A Congress worried about the scandal-weakened Food and Drug Administration Wednesday asked its new commissioner, Dr. David Kessler, to describe his prescription for healing the agency.

And Kessler, a former aide to Sen. Orrin Hatch, R-Utah, who was sworn in just last week, outlined a four-point therapy."First, we need to ensure the integrity of FDA and its programs; second, we need to strengthen enforcement and surveillance; third, we need to bolster management and infrastructure; and fourth, we need to manage the review of product applications," he said.

He blamed weaknesses in those areas for such things as the generic drug scandal and a backlog of drug applications for such diseases as AIDS.

Kessler outlined some details of his plans for the Senate Labor and Human Resources Committee, for which he was an adviser when Hatch was its chairman.

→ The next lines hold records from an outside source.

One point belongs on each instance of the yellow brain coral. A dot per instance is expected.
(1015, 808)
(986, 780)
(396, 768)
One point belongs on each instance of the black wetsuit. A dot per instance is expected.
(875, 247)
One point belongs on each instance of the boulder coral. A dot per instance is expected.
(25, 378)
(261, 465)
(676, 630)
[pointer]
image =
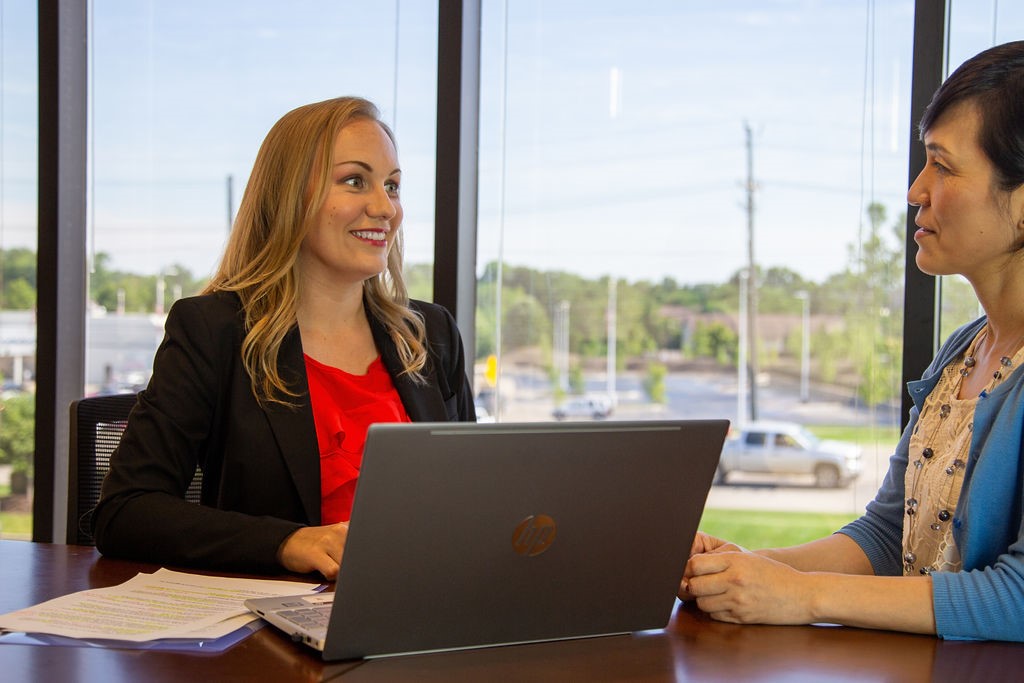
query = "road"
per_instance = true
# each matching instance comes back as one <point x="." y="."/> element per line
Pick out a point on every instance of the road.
<point x="704" y="395"/>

"It is imperative that we audit the data (from drug companies) on which FDA relies for product approvals. We have found fraud and misleading data, and it is possible that these practices are more widespread than we thought even two or three years ago," he said about his first priority.

"The FDA is on the move. We have vigorously begun our work on each of the four priorities I have identified. We are building the momentum that will sustain us," he said.

Hatch praised Kessler - who is both an attorney and a doctor - for his commitment and energy.